The circuit configurations in figure 1 and figure 2 work well in regulating the current through the LED, provided that the ambient temperature remains constant. However, white and other-color LEDs exhibit significant variation in luminosity as a function of temperature (reference 2 and reference 3). Typical figures for variation in luminosity range from 40 to 150% for a 100°C change in temperature. Thus, if you expect the ambient temperature to vary, regulating only the current through the LED is an inefficient way to control the LED. An alternative is to use optical feedback to control the LED (Reference 3).

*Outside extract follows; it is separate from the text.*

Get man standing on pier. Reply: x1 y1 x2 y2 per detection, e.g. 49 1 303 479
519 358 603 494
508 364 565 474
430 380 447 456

However, rather than use an expensive light sensor and amplifier circuit, you can use a suitable LED as a light sensor (Reference 4). Figure 3 illustrates a controller for a white LED using an inexpensive buck-regulator IC, an adjustable LM2575. A 3-mm red LED in a transparent package senses the light from a 10-mm white LED. The white-LED spectrum is wide enough to excite the red LED as a sensor. For a test current of 60 mA through the white LED, the red-LED-sensor voltage is approximately 40 mV. Because the circuit uses the red-sensor LED’s voltage as a feedback to the buck regulator, you must use an amplifier with a gain of approximately 30 because the internal reference voltage of the LM2575 buck regulator is 1.23V. Resistors R1, R2, and R3 control the gain of the amplifier, which comprises an inexpensive LM358 dual op amp. The input-dc voltage powers the op amp. Resistors R1, R2, and R3 have values of 270, 560, and 10 kΩ, respectively. Because R2 is a variable resistor, changing its setting changes the gain and, thus, the current through the white LED. Thus, R2 acts as brightness control. The amplifier gain ranges from 28 to 84, depending on the setting of R2.
The red LED as a sensor mounts on the side of the white LED itself, thereby using only a fraction of the emitted light from the white LED. File the 3-mm red LED’s top to get a flat surface, and then use a drop of superglue to secure the 3-mm red LED onto the side of the white LED.
The LM2575 buck regulator works by changing its duty cycle to regulate the output voltage. If the white-LED output light falls because of increased temperature, the red-LED sensor’s voltage falls proportionately. The output of the red-LED sensor connects to the feedback input (Pin 4) of the regulator IC, and, in response, the regulator IC increases the duty cycle of the output voltage you apply to the white LED, thus stabilizing the light. In case of a decrease in ambient temperature, the white-LED light increases, and the regulator reduces the output voltage, which stabilizes the white-LED light.